Born in Cameroon in 1992, Emmanuel Aziseh now lives and works in Marseille (France). Passionate about drawing from childhood, it was with his cousin Zunwa Eric that he had his first drawing lessons, which greatly influenced his artistic practice. Encouraged by his family, he joined an artistic training school ‘Académie Music’Art Eutherpe’ in 2009 where he discovered a particular interest in painting. After this short training, he joined the Institute of Fine Arts of Foumban (IBAF) in 2010 then the University of Aix-Marseille in 2017. Describing himself as a humanist, Aziseh builds his artistic approach by offering works each time more assertive. His commitments around human, universal values bring to his compositions a force which translates into a sense of aesthetics where realism rubs shoulders with symbolism. In a desire to abolish borders and deconstruct national identities that keep us apart, he takes the figure of the child as the spokesperson for a future that wants to be radiant through works that certainly sublimate beauty, but who also position themselves as awakening consciousness.
What’s your artistic background?
I learned how to draw since the age I knew how to hold a ball-pen beside my cousin Zunwa Eric. Art has always been part of my life as a kid and I was able to standout from other kids who abandoned drawing as they grew up. It was through perseverance and love for art that my family had to put me in an art training centre in 2009 (Academie Music’art Eutherpe) and later in 2010 I integrated the Institute of Fine Arts of Foumban in Cameoron. Ever since, I have practiced art and paved my path into the art world slowly but surely.
What’s integral to the work of an artist?
For me, art is an act of love. It is through art that I came to learn how to be humble and patient
What role does the artist have in society?
The artist for me plays the role of a busy bee in the society. In the sense that, he has the capacity to turn pain into joy . Where people seem to lose hope, the artist inspires hope through his color palette. The artist for me today is not one who reminds the world of it’s flaws, but tries to aspire for change at a certain dimension.
What art do you most identify with?
I identify myself with pop art paintings like that of Patrice Muciano, Bisa Butler, tapestry works like that of Kehinde Wiley, the black skins of Kerry James Marshall, the screen printing techniques developed in the works of Andy Warhol and the pop art movement.
What themes do you pursue?
My art is inspired from the day to day life of children around me and the way society treats it’s children.
What’s your favourite art work?
Saying I have a favourite work will be asking a father to chose his favourite child amongst others.

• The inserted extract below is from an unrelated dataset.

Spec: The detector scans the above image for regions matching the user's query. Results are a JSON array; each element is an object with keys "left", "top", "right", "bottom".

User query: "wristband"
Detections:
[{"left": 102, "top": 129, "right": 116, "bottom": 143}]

Even though some works turn out to be outstanding and captivating like child and the rose flower 2018, I still believe I have a long way to go and more of such works to create.
Describe a real-life situation that inspired you?
I watched a CNN documentary on YouTube in 2017 about a discovered slave market in Libya and what shocked me most was the presence of kids auctioned as goods to be consumed by humans like them. That was what inspired my first series of ball-pen works in 2017 titled ‘Traded souls’ and later ‘Frustrated desires’ in 2018.
What jobs have you done other than being an artist?
I have mostly worked in the art field be it from product designing to interior decoration. But when I came to France to pursue my studies in 2017, I needed time to pickup so I had to get engaged in jobs like dry cleaning while waiting to insert myself into the art market here in France.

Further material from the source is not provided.